And by "codes", you mean specific legacy software artifacts written in FORTRAN (note that I'm not even spelling it as Fortran)? Of course that's a problem.
No, that means specific problem domains that are not easily partitioned, and where latency or affinity are the primary performance constraints.
There are still some fortran libraries in large scale use for this sort of thing. They are still in use because they are very good, and replacing them would be very expensive for little gain.
Write in any language you want; that's irrelevant to the nature of the computations being done here.
By codes they mean -- at the minimum -- pretty much anything that requires frequent communication between any or all nodes as a necessary part of computation. (For example, simulations across a large 3D space, where the changing states of particles on node A directly impacts the states of particles on adjacent nodes.)
You can't write your code in any language you want on a supercomputer.
Also, there is a wide range of literature about communication patterns for supercomputer apps; my argument is that often times, to solve the problem that matters, you may not actually need to run the simulation you think you do.

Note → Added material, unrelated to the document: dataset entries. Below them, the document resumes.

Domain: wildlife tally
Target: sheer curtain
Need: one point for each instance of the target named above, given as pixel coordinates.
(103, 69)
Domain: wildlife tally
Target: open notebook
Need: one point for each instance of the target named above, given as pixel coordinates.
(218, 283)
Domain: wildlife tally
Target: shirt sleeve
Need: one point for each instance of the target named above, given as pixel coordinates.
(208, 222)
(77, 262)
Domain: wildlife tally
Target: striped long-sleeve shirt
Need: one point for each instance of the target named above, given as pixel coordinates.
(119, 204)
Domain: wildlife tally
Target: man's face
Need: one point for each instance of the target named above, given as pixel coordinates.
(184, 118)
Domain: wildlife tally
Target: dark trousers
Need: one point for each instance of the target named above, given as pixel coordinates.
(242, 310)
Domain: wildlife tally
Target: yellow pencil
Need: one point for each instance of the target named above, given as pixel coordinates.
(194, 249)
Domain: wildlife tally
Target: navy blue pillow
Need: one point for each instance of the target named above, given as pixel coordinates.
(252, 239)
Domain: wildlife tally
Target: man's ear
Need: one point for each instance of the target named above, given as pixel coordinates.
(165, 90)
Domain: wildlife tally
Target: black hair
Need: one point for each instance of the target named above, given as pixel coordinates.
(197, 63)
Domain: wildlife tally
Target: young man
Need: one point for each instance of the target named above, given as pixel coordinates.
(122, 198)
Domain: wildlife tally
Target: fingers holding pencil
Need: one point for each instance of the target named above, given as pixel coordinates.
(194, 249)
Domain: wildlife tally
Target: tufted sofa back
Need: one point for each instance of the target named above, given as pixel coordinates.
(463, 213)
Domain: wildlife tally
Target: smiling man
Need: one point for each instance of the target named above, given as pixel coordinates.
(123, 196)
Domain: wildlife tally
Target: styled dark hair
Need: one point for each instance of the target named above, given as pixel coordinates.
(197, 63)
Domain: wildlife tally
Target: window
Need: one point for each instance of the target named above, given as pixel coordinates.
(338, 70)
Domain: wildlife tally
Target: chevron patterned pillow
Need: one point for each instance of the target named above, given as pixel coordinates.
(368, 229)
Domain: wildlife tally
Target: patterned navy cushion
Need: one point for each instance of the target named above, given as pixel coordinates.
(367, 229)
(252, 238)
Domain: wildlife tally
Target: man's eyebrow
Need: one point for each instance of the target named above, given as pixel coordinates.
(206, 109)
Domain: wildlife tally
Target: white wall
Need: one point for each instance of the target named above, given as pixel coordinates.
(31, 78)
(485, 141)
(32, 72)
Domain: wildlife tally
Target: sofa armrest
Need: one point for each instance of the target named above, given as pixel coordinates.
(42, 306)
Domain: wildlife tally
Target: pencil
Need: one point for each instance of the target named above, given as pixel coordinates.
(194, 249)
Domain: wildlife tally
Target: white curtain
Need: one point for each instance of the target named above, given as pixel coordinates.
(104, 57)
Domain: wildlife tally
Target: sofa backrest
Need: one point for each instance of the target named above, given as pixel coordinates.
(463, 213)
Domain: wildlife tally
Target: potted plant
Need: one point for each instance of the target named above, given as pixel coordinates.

It's more that people are just used to running that way.
For example, with MD, you can run 1 sim parallelized over 100 machines using tightly coupled communication (doesn't necessarily mean the forces and positions of every particle have to be shared between node decompositions) or run 100 sims over 100 machines, with no communication except for input and output files. The latter can often answer the same question far more cheaply.
No, the people who run the clusters won't let you run any language just because it has an MPI binding. They invest a lot in ensuring peak performance, and right now, only C++ and FORTRAN can achieve that. Very few, if any, major supercomputer centers support Java codes.

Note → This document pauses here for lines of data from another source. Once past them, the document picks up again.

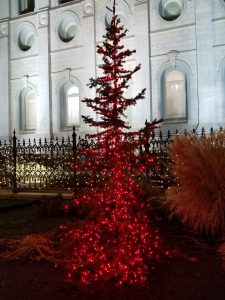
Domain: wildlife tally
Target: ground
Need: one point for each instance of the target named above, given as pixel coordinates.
(193, 272)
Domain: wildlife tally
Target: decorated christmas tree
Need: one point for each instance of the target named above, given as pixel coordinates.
(116, 242)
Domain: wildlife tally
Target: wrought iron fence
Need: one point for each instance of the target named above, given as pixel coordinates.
(46, 165)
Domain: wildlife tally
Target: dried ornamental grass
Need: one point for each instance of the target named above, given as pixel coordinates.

Oh, you're talking about a policy limitation, not a technological one. (And if you're talking about the DOE or NSF/Teragrid/XSEDE clusters, then you're probably right. Haven't touched those in years -- and even when I did, I wasn't doing anything crazy.)
To be frank, if I was running a computer that was designed for peak performance, I probably wouldn't use Java. There are some very significant performance issues with garbage collection that prevent you from making peak use of them machine.

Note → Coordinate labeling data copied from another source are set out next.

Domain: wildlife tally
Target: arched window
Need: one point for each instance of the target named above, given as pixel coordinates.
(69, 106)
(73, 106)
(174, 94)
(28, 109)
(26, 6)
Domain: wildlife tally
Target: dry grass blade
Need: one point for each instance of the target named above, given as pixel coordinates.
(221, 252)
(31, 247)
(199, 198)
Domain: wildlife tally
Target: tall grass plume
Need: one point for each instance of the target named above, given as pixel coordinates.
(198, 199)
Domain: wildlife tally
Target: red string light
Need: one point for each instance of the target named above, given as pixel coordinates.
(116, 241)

Supercomputers aren't built so that people can squander the resource (desktop PCs, closest clusters, and phones fulfill that role).
It is a technical limitation. Oftentimes the platform is so specialized that only a tiny handful of compilers are ported to it. Say, just gcc, g++, and gfortran, and xlc, xlC, and xlf. And just one version at that. Java would require porting the JVM to the cut-down, weird Linux on the compute nodes. Some $$$ machines don't even support dynamic linking! The number of these machines is so small that extensive compiler and tool support just isn't happening unless you want to add millions to the cost.
The JVM probably calls fork() and system(), no? Not allowed. Dynamic thread creation? Not allowed. And 50% of your flops go away unless your program uses the BG/Q-specific "double hummer" floating point instructions. These are primitive machines, in terms of development environment and typically require significant rewriting to get even "standard" system software working.